Under the Tunney Act, which affects antitrust cases brought by the Justice Department, Kollar-Kotelly was required to determine that the settlement "is in the public interest." The law says a judge may weigh "the competitive impact of such judgment, including termination of alleged violations, provisions for enforcement and modification, duration or relief sought, anticipated effects of alternative remedies actually considered," and so on.

Judge A. Raymond Randolph questioned Holley about whether the remedy would adequately restore the competitive landscape. "It doesn't restore the status quo," Randolph said.

Imagine that Microsoft had been making intentionally telling lies about a competitor, Randolph said. "The only remedy is an injunction preventing Microsoft from spreading false statements?"

During more than three hours of sparring with attorneys, the judges also questioned whether the settlement would prevent the "commingling" of Microsoft's Internet Explorer and Windows code to the detriment of Java and Netscape Navigator, and to what extent Microsoft must disclose technical information about Windows APIs (application program interfaces).

Lawsuit history
Depending on how you count, this is the third or fourth time that the U.S. Court of Appeals for the D.C. Circuit has considered elements of Microsoft's antitrust cases, and earlier decisions have been mostly favorable to the company.

Microsoft's latest legal woes began almost exactly six years ago, on Oct. 20, 1997, when the Clinton administration accused the company of violating an earlier antitrust settlement that took effect in 1995. The allegations focused on a hot topic at the time: the browser war between Netscape Navigator and Internet Explorer. Microsoft was about to begin telling computer makers that if they wanted Windows 95, they needed to install Internet Explorer 4.0, the Justice Department's original complaint said.

That line of attack failed, with the same appeals court that heard arguments Tuesday rebuffing the argument that Microsoft had violated the original settlement deal. The Justice Department and state attorneys general responded by filing a new lawsuit in May 1998.

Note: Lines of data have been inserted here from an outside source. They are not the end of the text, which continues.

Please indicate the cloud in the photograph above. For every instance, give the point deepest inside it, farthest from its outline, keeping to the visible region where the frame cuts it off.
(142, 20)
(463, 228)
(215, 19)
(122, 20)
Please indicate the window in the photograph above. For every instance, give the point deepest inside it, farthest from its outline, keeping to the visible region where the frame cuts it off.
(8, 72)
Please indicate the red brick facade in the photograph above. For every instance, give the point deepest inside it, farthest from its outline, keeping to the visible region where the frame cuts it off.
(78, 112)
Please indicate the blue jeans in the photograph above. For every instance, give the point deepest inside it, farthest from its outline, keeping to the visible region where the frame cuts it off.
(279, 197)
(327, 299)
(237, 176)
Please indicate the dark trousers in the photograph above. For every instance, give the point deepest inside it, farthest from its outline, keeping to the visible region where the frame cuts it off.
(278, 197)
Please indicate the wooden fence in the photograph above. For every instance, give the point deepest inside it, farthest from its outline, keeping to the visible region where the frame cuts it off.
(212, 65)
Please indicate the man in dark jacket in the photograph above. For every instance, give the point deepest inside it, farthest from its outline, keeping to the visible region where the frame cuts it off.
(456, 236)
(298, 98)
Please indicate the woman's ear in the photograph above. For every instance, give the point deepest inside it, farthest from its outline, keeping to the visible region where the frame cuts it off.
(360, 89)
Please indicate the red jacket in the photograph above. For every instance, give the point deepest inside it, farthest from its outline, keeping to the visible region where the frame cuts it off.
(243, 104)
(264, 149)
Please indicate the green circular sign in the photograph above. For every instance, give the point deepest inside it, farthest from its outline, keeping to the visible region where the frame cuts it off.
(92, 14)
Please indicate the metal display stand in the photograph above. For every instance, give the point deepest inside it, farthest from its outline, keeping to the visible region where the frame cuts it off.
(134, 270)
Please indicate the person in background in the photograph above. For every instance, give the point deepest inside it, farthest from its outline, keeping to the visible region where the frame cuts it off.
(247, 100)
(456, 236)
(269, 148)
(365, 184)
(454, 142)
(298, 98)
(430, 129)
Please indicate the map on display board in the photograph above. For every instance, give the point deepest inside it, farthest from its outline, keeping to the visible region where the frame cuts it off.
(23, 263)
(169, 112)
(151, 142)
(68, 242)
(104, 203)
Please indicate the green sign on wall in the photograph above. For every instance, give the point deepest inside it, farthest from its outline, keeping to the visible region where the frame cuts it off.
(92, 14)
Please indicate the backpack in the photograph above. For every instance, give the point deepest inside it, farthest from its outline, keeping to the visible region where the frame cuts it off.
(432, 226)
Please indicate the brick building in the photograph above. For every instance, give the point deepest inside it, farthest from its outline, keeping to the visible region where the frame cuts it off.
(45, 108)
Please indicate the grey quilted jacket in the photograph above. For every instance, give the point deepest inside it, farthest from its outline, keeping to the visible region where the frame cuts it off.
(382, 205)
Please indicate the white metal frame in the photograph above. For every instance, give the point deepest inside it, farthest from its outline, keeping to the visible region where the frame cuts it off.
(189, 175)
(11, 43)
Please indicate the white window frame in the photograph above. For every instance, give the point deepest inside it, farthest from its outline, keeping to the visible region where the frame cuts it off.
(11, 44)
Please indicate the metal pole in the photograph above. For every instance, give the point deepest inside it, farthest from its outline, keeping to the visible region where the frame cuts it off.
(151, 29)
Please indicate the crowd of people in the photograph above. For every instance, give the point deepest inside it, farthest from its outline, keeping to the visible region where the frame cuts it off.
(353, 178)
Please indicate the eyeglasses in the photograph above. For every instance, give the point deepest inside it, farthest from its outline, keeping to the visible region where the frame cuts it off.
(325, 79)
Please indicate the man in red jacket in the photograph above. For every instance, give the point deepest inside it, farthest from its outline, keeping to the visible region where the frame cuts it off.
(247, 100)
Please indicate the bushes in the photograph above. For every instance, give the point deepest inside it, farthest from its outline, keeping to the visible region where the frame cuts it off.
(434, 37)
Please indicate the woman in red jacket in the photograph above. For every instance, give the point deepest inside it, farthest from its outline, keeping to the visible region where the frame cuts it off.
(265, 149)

The case was assigned to U.S. District Judge Thomas Penfield Jackson, who eventually ordered that Microsoft be carved into two companies. But after Microsoft appealed, the U.S. Court of Appeals for the D.C. Circuit upbraided Jackson for violating judicial codes of conduct by chatting with reporters, and it removed him from the case. The appeals court tossed out the breakup order, but did agree with Jackson that Microsoft had violated antitrust laws and should face the consequences.

Jackson had appointed Stanford professor Larry Lessig as a special master, but the appeals court removed him too, after Lessig was discovered to have apparently likened Microsoft to Satan and to have chatted with colleagues about suing the company.

To successfully challenge the November 2002 settlement, the two trade associations must first join the lawsuit as "intervenors," meaning they would become parties to the case. There is some precedent for this in an antitrust case: In the early 1980s, Judge Harold Green ordered that AT&T's competitors be allowed to intervene in the case for appeal purposes.

But Kollar-Kotelly denied the request, so the trade groups are asking the appeals court to overturn that decision as well. Justice Department official Deborah Majoras on Tuesday said that intervention should not be allowed because "it's important not to provide a disincentive to settle cases."

Majoras also stressed that the settlement was the result of painstaking negotiation. "To say it does nothing to remedy the conduct for which Microsoft was found liable is simply wrong," Majoras said.